New York state legislator and congressional candidate Alex Bores announced on Sunday an “AI dividend” plan, aiming to make direct payments to U.S. citizens when artificial intelligence significantly replaces American workers. The announcement comes after a Goldman report found that AI adoption has already led to the loss of about 16k jobs per month in the United States; tech giants including Amazon, Meta, Intel, and Microsoft have all announced large-scale layoffs in succession.

(Source: Alex Bores)
The AI dividend plan is not a fixed universal basic income (UBI). Instead, it sets trigger conditions—only when AI “significantly replaces American workers” will it be activated. In addition to making direct dividend payments to U.S. citizens, the funds will be used in three directions: investing in “workforce transition, training, and education”; building AI oversight and safety infrastructure; and incentivizing employers to choose hiring humans rather than AI.
The funding-raising mechanism includes: taxing the use of AI, holding equity in leading AI companies, and reforming the tax treatment of labor and capital. Bores is currently positioning this policy as a key platform for his congressional campaign, and whether it can be implemented depends on whether his campaign is successful.
A Goldman report shows that AI adoption has led to the loss of about 16k jobs per month in the United States, and the large-scale layoffs by Amazon, Meta, Intel, and Microsoft are considered to be directly related to AI efficiency-driven substitution.
However, a more cautious assessment was provided in a report published by Morgan Stanley on April 14: so far, AI’s impact on the labor market is “relatively mild,” and there is no sufficient evidence indicating that widespread unemployment is already occurring. Morgan Stanley cites historical patterns showing that waves of new technology long-term have typically also promoted job growth—while at the same time acknowledging that artificial intelligence may break this historical rule.

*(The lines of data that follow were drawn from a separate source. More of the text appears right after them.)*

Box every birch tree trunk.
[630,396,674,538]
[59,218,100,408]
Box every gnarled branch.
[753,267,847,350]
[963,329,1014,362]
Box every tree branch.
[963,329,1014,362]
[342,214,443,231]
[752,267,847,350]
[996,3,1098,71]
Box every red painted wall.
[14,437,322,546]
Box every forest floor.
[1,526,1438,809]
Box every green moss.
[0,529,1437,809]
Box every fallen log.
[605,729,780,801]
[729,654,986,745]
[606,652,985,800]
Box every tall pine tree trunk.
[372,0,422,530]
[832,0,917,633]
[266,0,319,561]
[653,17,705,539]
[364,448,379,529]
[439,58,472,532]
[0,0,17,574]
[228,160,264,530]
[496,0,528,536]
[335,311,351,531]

The proposal of the AI dividend plan reflects the U.S. political establishment’s growing attention to how AI is affecting the job market. How to allocate the productivity gains brought by AI is becoming a campaign issue for more and more political figures. From conception to implementation, the plan still faces several major challenges, including quantifying the trigger conditions, the legality of an AI usage tax, the enforcement mechanisms for holding equity in AI companies, and how to avoid negative impacts on AI innovation.
The AI dividend is not a universal basic income (UBI). Its key difference lies in the setting of trigger conditions—only when AI “significantly replaces American workers” will it be activated. The plan is positioned as an “insurance mechanism,” not a fixed baseline income. The specific quantitative trigger criteria (such as an unemployment-rate threshold) have not been explained in detail in public statements.

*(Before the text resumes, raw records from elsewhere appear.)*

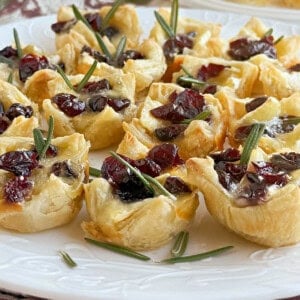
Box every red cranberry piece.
[237,178,267,204]
[0,114,11,134]
[0,46,18,59]
[82,45,108,63]
[115,173,155,202]
[164,176,191,194]
[45,144,58,158]
[51,161,78,178]
[155,124,187,141]
[102,26,119,39]
[270,152,300,171]
[84,13,102,32]
[0,150,39,176]
[79,79,111,94]
[88,95,107,112]
[107,98,130,112]
[117,50,144,67]
[51,19,77,34]
[197,63,228,82]
[163,34,193,60]
[210,148,241,163]
[234,125,254,140]
[19,54,50,82]
[147,143,183,169]
[202,84,217,94]
[4,176,33,203]
[5,103,33,120]
[289,63,300,72]
[245,96,268,112]
[228,36,276,61]
[132,158,161,177]
[52,93,86,117]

Goldman focuses on presenting substitution effects that have already occurred (16k job losses per month), while Morgan Stanley evaluates from a longer historical perspective, concluding that the impact is “mild” for now, and citing historical precedents that after technological substitution, job growth typically follows. At the same time, it also acknowledges that AI’s disruptive potential may differ from past technology revolutions.
The plan is currently still at the campaign-proposal stage. The premise for implementation is that Bores successfully wins a seat in Congress and secures sufficient political support in Congress. The AI usage tax and mandatory shareholding mechanisms involved in the plan may face strong resistance from the tech industry and capital markets.